I am not generally a fan of war comics, but I instantly became a fan of the Unknown Soldier.  I think a major reason for this is the fact that, at his core, the Unknown Soldier is really an anti-war figure.  His origin is the personification of the horror of war.  There is nothing glamorous about what he does.  Really, the Soldier’s whole reason for being is to bring an end to the conflict that destroyed his life.

I hope that one of these days DC releases a second Showcase Presents collection of the Unknown Soldier’s adventures.  The final half-dozen tales in the first volume are written by Michelinie, who really ramped up the dark moral ambiguity.  His first story, “8,000 to One,” very much drives home just what a grim, horrific role the Soldier has had to take on to carry out his mission.  And the superb artwork by Talaoc is a perfect fit for the tone of Michelinie’s writing.  I definitely want to read the rest of their work on the character.

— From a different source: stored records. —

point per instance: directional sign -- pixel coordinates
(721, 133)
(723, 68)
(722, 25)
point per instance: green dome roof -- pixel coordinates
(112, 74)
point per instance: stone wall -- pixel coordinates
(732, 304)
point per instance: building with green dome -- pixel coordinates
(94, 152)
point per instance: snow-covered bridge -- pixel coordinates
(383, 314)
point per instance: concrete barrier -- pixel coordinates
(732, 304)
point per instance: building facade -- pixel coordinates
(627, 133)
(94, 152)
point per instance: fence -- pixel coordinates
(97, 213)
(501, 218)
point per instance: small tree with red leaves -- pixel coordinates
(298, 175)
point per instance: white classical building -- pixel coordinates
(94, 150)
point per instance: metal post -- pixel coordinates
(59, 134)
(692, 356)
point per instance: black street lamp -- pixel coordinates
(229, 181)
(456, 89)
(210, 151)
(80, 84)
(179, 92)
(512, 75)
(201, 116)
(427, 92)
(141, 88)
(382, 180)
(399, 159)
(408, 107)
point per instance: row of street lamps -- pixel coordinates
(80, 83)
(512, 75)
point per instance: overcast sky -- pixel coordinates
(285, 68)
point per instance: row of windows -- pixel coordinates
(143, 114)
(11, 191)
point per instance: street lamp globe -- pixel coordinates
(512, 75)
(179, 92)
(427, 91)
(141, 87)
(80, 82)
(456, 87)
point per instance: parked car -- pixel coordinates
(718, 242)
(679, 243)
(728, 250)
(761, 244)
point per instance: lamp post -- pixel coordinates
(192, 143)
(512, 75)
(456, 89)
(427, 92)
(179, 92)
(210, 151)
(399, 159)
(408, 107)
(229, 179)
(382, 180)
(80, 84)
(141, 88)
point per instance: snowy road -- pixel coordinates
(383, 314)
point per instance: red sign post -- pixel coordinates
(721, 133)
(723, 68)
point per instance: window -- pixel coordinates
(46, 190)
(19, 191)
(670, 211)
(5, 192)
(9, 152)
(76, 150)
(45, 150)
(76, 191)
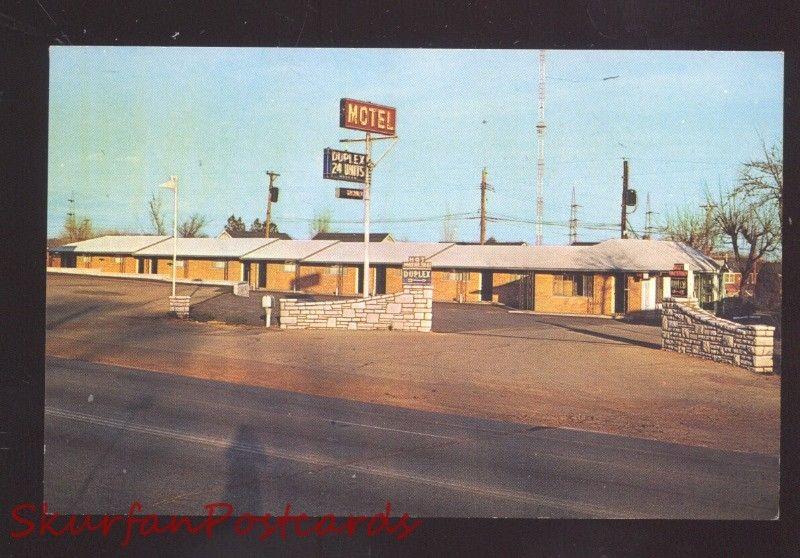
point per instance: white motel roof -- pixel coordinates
(111, 244)
(610, 255)
(380, 253)
(289, 250)
(206, 247)
(630, 255)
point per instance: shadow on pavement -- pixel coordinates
(243, 484)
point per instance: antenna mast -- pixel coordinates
(573, 219)
(540, 127)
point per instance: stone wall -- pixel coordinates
(410, 310)
(686, 328)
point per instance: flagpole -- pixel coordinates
(174, 230)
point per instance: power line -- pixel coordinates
(573, 219)
(540, 127)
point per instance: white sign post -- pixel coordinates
(172, 184)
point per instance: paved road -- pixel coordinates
(114, 435)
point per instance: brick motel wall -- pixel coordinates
(327, 279)
(218, 270)
(452, 286)
(108, 263)
(600, 303)
(685, 328)
(411, 310)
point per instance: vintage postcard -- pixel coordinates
(464, 283)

Before I close out this blog, I would be remiss if I did not mention a magazine that I regularly follow, Back Issue from TwoMorrows Publishing.  Superbly edited by Michael Eury, Back Issue has featured a diverse selection of articles on the comic books of the 1970s and 80s, and occasionally beyond.  The current issue spotlights the Avengers (just in time for the movie) and has some fascinating, informative interviews & commentary from Roger Stern, Steve Englehart, George Perez, Al Milgrom, Brett Breeding, and Mike Carlin, among many others.

Back Issue #56
Back Issue #56

The reason why I had to bring up Back Issue is that many of the articles that have appeared in it have led me to pick up trade paperbacks or, in the absence of collected editions, actual back issues themselves.  I’ve learned about a number of characters, series, and creators of whom I previously only had a passing knowledge.  The Unknown Soldier is one of those.  There was a pair of articles authored by Michael Aushenker in Back Issue #s 37 and 52, the first on the character of the Soldier, the second on artist Gerry Talaoc.  Thanks to these, I was sufficiently intrigued to pick up the Showcase Presents: The Unknown Soldier collection.  So, the magazine has definitely broadened my interests & horizons as a comic book reader.

BI #52, incidentally, covered DC Comics’ horror titles from the 1970s, and also got me to buy one of the Showcase Presents: The House of Mystery volumes. Going back to BI #25, Aushenker conducted an interview with Deathlok creator Rich Buckler which helped motivate me to purchase the Marvel Masterworks collection of that series.  Really, I think both DC and Marvel ought to be paying Eury and Aushenker a small commission for helping to drum up their sales!

Back Issue is definitely worth picking up.  It’s an entertaining, informative read, and you never know what else it might lead you to discover.

Anyway, next time I do one of these “comic books I’m reading” posts, I will definitely be talking about independent (i.e. non-DC and Marvel) titles.  I just need to really collect my thoughts together on what is going to be a very diverse selection of material.